Queen Marie was a fascinating person, with her own individual lifestyle, as can be seen in Balcic. She collected and even created art works and would decorate the interiors and exteriors of her dwellings, being one of the promoters of the Art Nouveau style.
In 1933, when drafting her will, Queen Marie expressed her wish that, after her death, her heart be laid to rest in the small chapel, Stella Maris, that she had built on the Black Sea Coast, and her body be entombed in Curtea de Arges, next to her husband, Ferdinand, and the other members of the royal family. The chest carrying Queen Marie’s heart is now in the custody of the National History Museum, in Bucharest. Fully understanding her role and mission during those times, when she stood out as a Queen deeply involved in promoting Romania, Queen Marie wrote her memoirs between 1914 and 1936. Written in English, they were published between 1934 and 1936, under the title of “The Story of My Life”. The book was later translated into Romanian.

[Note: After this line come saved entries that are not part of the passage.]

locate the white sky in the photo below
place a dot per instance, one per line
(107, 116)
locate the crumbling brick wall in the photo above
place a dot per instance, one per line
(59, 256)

Queen Marie’s ardent wish to win the respect of her people emerges from the book. Marie wanted to be loved and she was loved indeed. Ion Bulei has further details:
"Marie’s words in her will: ’It is not for me to judge you, I’ve loved you’ disclose much of her feelings, of a caring person which made her become a Romanian by heart.”
Queen Marie’s biography also mentions a gesture rounding off her unique personality: on March 26th 1926, on Annunciation day, Queen Marie converted to Orthodoxy. Queen Marie did more for the Romanian people than hundreds of diplomats, ministers and presidents.